There are also two if-statements inside the loop that slow down the execution, but their contribution to the execution time is very small compared to the reading and parsing operations.
Parsing the data into a database
As an alternative to an R binary file, the data can be stored directly into a database. The following method is a slight modification from the previous method that read the file one line at a time to an R object. Here we additionally open a connection (dbcon) to an SQLite database. Every line read and parsed from the text file is immediately saved in the SQLite database table results using the command dbWriteTable. Here, only 737 first values are saved in the database.
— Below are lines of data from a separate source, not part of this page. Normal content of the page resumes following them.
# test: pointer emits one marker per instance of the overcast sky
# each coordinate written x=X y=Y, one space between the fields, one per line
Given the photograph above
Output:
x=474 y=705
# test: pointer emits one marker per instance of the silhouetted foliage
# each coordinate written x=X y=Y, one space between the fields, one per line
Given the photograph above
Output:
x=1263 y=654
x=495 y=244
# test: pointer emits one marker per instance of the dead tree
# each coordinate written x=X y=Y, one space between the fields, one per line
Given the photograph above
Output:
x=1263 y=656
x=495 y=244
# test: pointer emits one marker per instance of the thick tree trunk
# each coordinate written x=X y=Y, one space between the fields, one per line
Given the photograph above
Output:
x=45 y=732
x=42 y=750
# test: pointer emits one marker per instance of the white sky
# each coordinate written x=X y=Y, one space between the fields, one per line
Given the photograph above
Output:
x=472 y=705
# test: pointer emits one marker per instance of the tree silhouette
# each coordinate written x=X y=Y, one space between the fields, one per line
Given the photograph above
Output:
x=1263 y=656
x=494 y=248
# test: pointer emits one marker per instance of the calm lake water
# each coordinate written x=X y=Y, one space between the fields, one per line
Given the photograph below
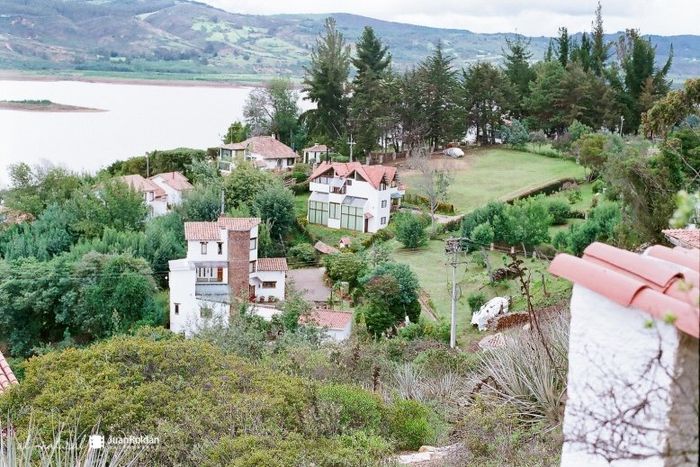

Note that the new line is appended to the existing table in the database.
library(RSQLite)
filecon<-file("hgu133a_gcrma_reduced.txt", open="r")
dbcon<- dbConnect(dbDriver("SQLite"), dbname="E-TABM-185.dbms")
pos<-seek(filecon, rw="r")
for(i in 1:22284) {
if(i %% 100 == 0) {
print(i)
}
tt<-readLines(filecon, n=1)
tt2<-na.omit(as.numeric(unlist(strsplit(tt, "\t"))))
if(i!=1) {
dbWriteTable(conn=dbcon, name="results",
value=as.data.frame(t(tt2[1:737])), append=T)
}
pos<-c(pos, seek(filecon, rw="r"))
}
dbDisconnect(dbcon)
close.connection(filecon)
Reading into a database seem to be slightly faster than reading into an R object. However, the database consumes a little bit more space, about 1.3 GBs.
The idea behind reading the data into a database is, of course, letting the database do some of the work. Database management systems are typically very efficient in, for example, filtering the data. Of course, the filtering steps might be combined into the data reading and parsing inside the R loop, if possible, but they will slow down the parsing process.
Summary
It took less than 2 hours to read in the example file one line at a time, and to save it as an R binary file. This binary file took about 1.15 GBs of disk space, and it was possible to load the binary file into R memory in about 18 minutes. Thus, if possible, the large files that are to be processed in R, should preferentially be read line-by-line. The processed data may be stored in a database, but for certain purposes it is also possible to save the data as an R binary file.